Fazilet hanımla ilk kez karşı karşıya geldim ve tanıştım. İlk görüşmemiz olmasına rağmen Fazilet hanımı işinde ciddi, taviz vermeyen, kararlı, mesleğini ve insanları seven ve de mesai mefhumunu fazla dikkate almayan biri olduğunu düşündüm ve bu düşüncemin ardından da Fazilet hanımın bu isteği, bu hırsı, bu ciddiyeti, meslekteki birikimi ile biz Sakaryalılar çok yararlanacağız şeklinde de bir karara vardım. İnşallah yanılmam.
Toplantı için hazırlanan kahvehaneyi öğrenci velileri tıka basa doldurdu. Yetkililerin anlattıklarını can kulağı ile dinlediler ve öğrenmek istediklerini de soru sorarak öğrendiler. Velilerin düzenlenen toplantıya gösterdikleri ilgi beni son derece memnun etti diyebilirim. Tek üzüntüm toplantıya katılan hanımefendilerin erkeklerden sayısal bakımdan çok çok fazla olduklarını görmemdir. Erkeklerinde hanımefendiler gibi bu tür toplantılara ilgi göstermesi ve katılması temennimdir.
Bir kahvenizi içmeye geldik sloganı ile Kuzuluk’a gelen İl Milli Eğitim Müdürü ve beraberindekiler, gerçekleştirdikleri toplantıda yaptıkları konuşmalarda aile içi iletişim, teknoloji ve madde bağımlılığı, sınav kaygısı, çocukları koruma ve kollamada velilere düşen görevler, çocuklara hayır demenin öğretilmesine kadar birçok konuda geniş bir şekilde bilgiler verdiler.

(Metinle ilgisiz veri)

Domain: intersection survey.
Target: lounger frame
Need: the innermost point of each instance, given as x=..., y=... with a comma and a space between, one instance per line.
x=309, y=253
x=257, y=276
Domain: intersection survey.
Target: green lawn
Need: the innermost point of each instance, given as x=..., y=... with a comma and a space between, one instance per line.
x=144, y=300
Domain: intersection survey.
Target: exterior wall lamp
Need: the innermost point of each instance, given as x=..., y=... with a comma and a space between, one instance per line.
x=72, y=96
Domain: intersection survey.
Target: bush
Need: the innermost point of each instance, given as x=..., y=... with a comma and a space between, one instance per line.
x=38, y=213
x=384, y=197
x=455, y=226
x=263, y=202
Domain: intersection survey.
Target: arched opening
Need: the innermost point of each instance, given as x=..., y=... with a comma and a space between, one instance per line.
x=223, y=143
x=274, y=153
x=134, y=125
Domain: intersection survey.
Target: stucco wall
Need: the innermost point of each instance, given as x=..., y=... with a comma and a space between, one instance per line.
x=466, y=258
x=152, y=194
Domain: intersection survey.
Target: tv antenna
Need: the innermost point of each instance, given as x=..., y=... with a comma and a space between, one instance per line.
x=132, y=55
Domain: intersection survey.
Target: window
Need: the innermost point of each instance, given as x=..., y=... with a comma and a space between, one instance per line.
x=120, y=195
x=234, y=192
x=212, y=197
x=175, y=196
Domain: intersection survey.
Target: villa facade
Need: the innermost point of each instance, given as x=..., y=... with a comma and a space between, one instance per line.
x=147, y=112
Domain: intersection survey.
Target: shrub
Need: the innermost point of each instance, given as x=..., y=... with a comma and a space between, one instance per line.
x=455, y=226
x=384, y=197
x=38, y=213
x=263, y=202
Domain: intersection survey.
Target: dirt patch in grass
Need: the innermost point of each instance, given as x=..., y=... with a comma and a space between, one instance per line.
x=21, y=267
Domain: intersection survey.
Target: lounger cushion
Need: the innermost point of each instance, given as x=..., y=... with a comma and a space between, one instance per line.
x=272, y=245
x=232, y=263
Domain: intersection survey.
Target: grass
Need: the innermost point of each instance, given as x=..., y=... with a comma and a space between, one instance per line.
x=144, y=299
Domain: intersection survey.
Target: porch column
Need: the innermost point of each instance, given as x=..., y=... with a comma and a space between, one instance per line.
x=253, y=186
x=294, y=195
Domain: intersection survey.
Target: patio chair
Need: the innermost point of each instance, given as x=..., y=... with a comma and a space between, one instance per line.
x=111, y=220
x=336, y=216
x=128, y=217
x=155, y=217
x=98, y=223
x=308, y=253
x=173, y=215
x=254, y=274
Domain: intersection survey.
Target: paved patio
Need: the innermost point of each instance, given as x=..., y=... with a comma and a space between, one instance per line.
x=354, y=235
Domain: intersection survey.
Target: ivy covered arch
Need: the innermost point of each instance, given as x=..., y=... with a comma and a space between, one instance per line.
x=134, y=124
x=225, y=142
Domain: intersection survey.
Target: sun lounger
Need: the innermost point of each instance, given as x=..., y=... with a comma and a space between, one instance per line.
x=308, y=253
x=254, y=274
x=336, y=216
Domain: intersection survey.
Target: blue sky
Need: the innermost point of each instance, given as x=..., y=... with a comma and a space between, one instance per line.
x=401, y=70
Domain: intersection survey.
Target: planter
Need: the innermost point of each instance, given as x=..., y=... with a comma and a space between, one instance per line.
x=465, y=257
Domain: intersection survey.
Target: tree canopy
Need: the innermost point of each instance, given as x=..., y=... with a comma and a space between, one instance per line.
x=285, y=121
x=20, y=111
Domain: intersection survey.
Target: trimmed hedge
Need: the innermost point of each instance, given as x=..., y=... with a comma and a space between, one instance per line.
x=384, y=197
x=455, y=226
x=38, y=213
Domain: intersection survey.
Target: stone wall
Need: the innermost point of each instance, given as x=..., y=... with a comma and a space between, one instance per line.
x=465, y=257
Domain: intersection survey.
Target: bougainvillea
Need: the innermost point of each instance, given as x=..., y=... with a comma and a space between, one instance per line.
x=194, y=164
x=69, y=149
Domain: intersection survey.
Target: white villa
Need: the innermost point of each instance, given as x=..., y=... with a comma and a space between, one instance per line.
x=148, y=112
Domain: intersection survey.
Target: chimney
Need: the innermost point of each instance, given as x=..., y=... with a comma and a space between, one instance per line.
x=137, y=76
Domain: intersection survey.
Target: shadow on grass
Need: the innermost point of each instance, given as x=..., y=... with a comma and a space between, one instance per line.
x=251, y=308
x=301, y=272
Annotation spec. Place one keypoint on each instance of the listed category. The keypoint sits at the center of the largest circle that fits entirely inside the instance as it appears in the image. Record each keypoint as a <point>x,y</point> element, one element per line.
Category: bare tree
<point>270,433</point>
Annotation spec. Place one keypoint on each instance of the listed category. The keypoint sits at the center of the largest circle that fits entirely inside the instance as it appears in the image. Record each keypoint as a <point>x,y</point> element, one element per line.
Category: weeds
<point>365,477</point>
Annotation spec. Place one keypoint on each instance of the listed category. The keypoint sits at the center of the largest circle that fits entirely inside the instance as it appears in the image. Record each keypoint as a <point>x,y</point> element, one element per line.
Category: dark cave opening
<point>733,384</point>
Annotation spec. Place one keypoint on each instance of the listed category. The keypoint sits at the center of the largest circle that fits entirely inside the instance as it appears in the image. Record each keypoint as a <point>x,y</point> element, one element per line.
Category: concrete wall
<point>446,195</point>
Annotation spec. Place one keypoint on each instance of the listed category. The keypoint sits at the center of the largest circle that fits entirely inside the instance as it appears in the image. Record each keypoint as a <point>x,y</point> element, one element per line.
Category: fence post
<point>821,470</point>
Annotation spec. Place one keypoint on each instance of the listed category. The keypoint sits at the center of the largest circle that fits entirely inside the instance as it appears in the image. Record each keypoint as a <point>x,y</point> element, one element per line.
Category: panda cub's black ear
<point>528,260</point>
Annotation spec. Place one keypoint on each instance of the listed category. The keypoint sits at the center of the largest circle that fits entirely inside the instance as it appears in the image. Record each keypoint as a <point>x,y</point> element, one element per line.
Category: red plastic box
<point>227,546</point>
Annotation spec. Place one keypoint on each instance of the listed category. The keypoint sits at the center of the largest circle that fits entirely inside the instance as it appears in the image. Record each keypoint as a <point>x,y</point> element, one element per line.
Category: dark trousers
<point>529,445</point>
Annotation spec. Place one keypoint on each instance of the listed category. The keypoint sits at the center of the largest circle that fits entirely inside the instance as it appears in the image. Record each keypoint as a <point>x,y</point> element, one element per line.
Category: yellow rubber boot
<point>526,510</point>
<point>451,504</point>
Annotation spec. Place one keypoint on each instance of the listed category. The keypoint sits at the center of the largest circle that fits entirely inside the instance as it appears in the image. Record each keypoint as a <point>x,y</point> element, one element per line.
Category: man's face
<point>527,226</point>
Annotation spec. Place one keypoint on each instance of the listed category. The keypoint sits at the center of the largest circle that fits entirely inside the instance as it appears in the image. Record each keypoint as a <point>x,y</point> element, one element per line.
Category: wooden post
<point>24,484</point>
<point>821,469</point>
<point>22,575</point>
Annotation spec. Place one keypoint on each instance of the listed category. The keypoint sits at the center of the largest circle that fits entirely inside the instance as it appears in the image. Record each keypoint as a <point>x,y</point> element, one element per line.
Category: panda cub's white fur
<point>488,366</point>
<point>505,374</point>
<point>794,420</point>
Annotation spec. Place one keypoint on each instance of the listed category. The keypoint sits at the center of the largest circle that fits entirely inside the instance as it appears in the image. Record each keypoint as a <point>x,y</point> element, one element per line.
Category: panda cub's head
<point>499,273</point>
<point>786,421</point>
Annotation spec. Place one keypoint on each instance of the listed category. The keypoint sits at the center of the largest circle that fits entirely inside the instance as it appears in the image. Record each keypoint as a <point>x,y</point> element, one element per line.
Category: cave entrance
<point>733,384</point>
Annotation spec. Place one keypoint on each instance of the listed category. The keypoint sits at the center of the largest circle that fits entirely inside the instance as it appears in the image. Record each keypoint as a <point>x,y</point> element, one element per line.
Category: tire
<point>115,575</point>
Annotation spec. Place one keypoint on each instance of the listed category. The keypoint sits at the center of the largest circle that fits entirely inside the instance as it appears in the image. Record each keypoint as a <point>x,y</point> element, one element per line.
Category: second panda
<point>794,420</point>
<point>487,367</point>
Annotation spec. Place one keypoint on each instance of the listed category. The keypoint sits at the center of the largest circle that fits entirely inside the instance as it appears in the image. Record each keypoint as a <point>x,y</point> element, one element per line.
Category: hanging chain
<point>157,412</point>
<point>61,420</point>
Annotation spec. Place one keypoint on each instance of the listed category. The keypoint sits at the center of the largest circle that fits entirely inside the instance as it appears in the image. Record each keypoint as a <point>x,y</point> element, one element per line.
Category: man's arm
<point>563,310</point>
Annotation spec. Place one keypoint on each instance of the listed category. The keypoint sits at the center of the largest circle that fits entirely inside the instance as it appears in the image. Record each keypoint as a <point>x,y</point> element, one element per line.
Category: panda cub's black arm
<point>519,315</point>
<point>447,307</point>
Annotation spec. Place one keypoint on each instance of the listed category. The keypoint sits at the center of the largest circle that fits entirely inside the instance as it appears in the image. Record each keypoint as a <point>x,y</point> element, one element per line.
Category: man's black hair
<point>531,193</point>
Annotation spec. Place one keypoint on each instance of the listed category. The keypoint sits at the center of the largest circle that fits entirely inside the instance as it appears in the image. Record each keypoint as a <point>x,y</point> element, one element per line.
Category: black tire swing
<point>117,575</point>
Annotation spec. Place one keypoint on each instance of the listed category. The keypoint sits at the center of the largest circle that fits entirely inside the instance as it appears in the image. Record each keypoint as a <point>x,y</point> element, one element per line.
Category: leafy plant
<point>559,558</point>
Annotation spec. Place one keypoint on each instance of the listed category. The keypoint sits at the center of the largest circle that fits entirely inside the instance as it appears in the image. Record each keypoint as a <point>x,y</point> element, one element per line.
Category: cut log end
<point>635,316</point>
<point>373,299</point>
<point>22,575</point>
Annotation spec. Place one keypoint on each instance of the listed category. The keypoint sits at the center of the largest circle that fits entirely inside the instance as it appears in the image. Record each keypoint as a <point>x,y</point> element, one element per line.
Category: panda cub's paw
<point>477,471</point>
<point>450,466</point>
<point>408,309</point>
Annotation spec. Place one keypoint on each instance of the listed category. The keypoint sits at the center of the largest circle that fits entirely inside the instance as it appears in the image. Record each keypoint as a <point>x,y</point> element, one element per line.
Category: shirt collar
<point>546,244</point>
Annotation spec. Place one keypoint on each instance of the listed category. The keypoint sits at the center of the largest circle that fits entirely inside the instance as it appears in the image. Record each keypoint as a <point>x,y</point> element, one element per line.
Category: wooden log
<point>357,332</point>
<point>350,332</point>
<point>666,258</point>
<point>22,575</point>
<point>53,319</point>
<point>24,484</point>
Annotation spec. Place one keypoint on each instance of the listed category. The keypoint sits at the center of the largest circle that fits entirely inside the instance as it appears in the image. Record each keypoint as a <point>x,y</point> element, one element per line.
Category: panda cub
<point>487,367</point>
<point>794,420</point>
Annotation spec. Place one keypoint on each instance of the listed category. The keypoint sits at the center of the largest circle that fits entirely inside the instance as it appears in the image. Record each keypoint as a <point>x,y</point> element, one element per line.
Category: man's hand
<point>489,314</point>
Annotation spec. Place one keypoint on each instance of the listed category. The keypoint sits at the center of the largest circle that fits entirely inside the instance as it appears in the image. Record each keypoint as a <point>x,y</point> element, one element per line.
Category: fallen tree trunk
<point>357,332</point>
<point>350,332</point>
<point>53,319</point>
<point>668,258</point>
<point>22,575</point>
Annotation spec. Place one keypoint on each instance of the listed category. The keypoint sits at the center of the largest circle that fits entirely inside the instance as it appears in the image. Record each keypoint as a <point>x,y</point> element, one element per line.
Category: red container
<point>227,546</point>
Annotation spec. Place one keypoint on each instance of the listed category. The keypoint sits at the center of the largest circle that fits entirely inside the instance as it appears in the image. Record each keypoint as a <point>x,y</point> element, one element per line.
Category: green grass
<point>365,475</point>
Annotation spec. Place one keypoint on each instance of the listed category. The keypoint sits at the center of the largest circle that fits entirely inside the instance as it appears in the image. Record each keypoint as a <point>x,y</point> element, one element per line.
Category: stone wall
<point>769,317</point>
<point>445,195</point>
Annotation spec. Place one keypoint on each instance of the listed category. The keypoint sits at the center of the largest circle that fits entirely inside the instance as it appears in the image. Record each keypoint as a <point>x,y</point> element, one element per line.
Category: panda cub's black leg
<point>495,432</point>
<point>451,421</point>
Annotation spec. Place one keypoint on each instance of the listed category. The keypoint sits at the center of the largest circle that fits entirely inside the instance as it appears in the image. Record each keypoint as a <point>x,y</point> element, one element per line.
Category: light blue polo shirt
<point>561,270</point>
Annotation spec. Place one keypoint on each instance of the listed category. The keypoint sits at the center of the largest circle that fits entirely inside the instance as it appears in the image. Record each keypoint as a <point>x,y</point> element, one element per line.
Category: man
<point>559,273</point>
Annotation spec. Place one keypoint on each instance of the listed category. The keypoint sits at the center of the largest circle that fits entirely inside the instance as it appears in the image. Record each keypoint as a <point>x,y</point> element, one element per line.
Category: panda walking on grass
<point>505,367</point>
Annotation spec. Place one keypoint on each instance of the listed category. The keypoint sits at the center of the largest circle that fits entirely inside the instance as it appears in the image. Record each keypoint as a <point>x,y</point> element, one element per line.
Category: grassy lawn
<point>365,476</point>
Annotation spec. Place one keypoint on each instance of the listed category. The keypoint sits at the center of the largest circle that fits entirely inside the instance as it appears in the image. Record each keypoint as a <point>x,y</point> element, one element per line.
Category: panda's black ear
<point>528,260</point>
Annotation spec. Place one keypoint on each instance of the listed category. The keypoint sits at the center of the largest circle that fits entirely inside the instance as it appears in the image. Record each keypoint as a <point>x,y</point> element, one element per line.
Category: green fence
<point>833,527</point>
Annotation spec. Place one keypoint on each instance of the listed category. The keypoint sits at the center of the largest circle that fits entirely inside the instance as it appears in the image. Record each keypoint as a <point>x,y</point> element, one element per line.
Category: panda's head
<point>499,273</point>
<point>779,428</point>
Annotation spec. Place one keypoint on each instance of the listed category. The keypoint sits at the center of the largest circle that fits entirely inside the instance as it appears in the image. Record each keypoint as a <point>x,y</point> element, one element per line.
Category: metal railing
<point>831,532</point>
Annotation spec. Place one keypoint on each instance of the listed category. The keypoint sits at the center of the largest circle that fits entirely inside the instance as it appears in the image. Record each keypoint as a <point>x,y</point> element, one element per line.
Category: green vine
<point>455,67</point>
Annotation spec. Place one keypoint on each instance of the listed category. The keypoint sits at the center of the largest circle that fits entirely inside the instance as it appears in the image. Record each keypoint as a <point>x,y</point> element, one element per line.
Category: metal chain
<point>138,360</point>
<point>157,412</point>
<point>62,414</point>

Konuşmaların tamamlanmasından sonra oynadıkları konuşulanları içeren oyun müthişti. Hele hele evin hanımı olan rehber öğretmenle onun eşini canlandıran ve benim gibi fanatik futbol tutkunu ve tatanga olan rehber öğretmenin sergilediği performansı çok beğendiğimi belirtmeliyim.
Dün geceki toplantıyı bizim Milli Eğitimcilerde izledi. İnşallah ders almışlardır diye düşünmek istiyorum. Başında MİLLİ olan iki Bakanlıktan birinin mensubu olanlar çalışkan olmalı, üretken olmalı, mesai mefhumuna takılmamalı, mensubu oldukları kutsal mesleklerini en iyi şekilde icra etmeli, dürüst olmalı, mesleklerine uygun tavır içinde olmalı, kendilerine verilen görevleri en iyi şekilde yerine getirmeli, kendilerine emanet edilen çocukları iyi yetiştirmeli, oturdukları koltukların hakkını vermeli ve son olarak da her konuda adil olmalıdırlar.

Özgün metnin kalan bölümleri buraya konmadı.